On the other hand, if implemented on a chip, control store takes up a lot of chip space. And, as you can see by examining (Tanenbaum, 1990), microcode interpretation may be relatively slow -- and gets slower, the more instructions there are.
Figure 6.7 shows the full Mac-1 CPU with its microcontrol unit.
Machines with large sets of complex (and perhaps slow) instructions (implemented with microcode), are called CISC - complex instruction set computer.
Those with small sets of relatively simple instructions, probably implemented in logic are called RISC - reduced instruction set computer.
Most early machines - before about 1965 - were RISC. Then the fashion switched to CISC. Now the fashion is switching back to RISC, albeit with some special go-faster features that were not present on early RISC.
CISC machines are easier to program in machine and assembly code (see next chapter), because they have a richer set of instructions. But, nowadays, less and less programmers use assembly code, and compilers are becoming better. It comes down to a trade off, complexity of `silicon' (microcode and CISC) or complexity of software (highly efficient optimising compilers and RISC).
a0 = a1 + a2:
lodd a1 addd a2 stod a0
Taking into account the fetch-execute cycle, and that there is a controller
which also uses MAR and MBR, and assuming that the program starts at 100Hex
(lodd a1 is there), and that a0, a1, a2 are at 100Hex, 101Hex,
and 102Hex, respectively, describe precisely, and in order, all the data
travel along the bus, to and from memory. Distinguish addresses and data.

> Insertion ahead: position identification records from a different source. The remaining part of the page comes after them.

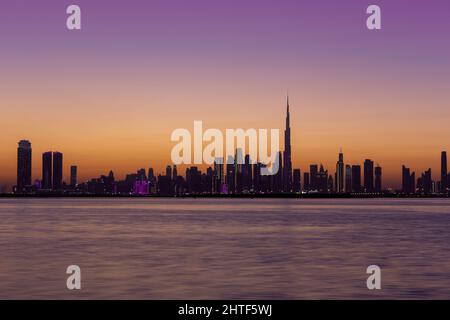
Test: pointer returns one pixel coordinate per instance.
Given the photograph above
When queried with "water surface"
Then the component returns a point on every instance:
(224, 248)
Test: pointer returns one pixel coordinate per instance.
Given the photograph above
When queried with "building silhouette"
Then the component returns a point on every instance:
(340, 174)
(24, 157)
(444, 174)
(356, 179)
(408, 181)
(287, 156)
(57, 170)
(47, 171)
(368, 176)
(73, 176)
(296, 181)
(378, 179)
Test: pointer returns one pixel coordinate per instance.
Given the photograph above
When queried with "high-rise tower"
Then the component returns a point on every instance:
(444, 177)
(23, 165)
(287, 160)
(340, 174)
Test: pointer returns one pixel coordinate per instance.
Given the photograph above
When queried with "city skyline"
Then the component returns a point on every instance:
(237, 174)
(110, 95)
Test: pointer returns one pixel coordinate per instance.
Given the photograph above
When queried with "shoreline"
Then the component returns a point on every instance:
(234, 196)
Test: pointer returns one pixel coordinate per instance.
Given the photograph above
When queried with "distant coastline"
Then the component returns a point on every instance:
(234, 196)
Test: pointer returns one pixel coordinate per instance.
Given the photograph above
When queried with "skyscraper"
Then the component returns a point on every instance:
(340, 173)
(408, 181)
(47, 170)
(73, 176)
(444, 178)
(348, 178)
(23, 165)
(296, 184)
(313, 171)
(57, 170)
(287, 159)
(356, 178)
(378, 179)
(368, 175)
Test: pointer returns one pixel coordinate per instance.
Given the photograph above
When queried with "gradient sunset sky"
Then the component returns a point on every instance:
(110, 95)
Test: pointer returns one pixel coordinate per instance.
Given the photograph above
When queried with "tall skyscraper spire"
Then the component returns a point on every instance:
(287, 162)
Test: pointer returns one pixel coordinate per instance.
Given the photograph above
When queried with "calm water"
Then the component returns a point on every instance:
(224, 249)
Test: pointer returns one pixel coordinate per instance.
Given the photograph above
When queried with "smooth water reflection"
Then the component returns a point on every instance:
(224, 248)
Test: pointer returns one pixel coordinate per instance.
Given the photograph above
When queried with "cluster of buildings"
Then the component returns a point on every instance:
(239, 175)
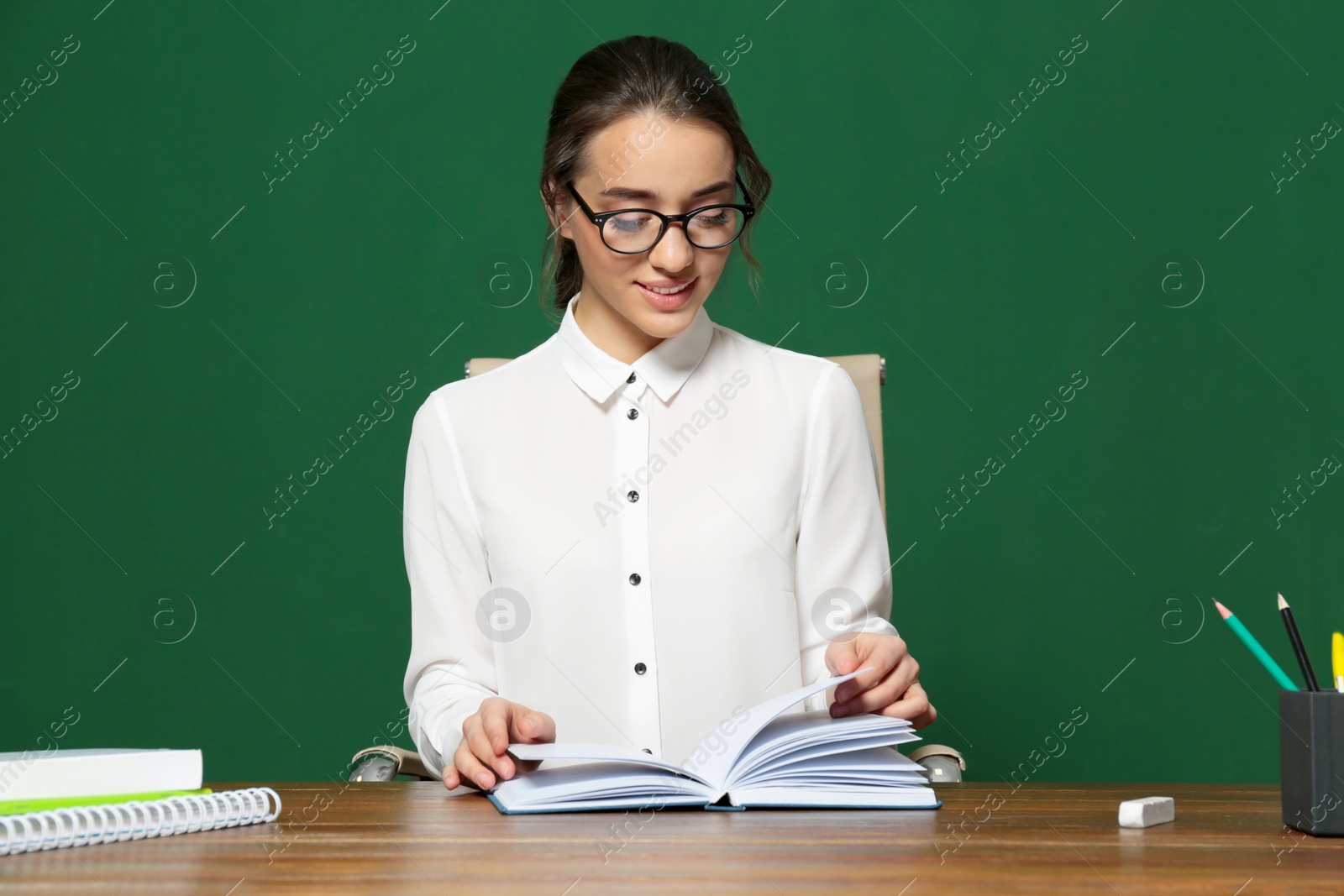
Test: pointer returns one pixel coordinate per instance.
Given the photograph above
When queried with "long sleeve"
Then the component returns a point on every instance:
(842, 535)
(452, 663)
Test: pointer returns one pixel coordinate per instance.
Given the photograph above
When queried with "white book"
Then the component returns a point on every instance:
(97, 773)
(764, 757)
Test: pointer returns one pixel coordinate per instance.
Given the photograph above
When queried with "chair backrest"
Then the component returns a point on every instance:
(867, 371)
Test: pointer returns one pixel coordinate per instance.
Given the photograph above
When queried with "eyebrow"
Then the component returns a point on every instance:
(629, 192)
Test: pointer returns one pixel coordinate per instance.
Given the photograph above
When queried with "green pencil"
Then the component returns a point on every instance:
(1249, 640)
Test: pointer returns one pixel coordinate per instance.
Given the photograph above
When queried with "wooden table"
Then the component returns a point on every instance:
(402, 837)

These are also recall type questions that appear as parts of examination questions.
(a) the purpose of the ALU; (b) the role of the MAR and MBR in CPU-memory interaction; (c) in addition to address, data, what additional information needs to be transferred via the 'system bus' between CPU and Memory; (d) the AC register; (e) the PC register; (f) the AMUX (A-multiplexer); (g) the A and B latches; (h) the F0F1 bits input to the ALU; (i) the N,Z bits output from the ALU.
(a) Is it possible to write, in one step, to transfer the output of the ALU/Shifter to both the A and B registers?
(b) Is it possible to write, in one step, to transfer the contents of both the AC and PC registers to the A Latch?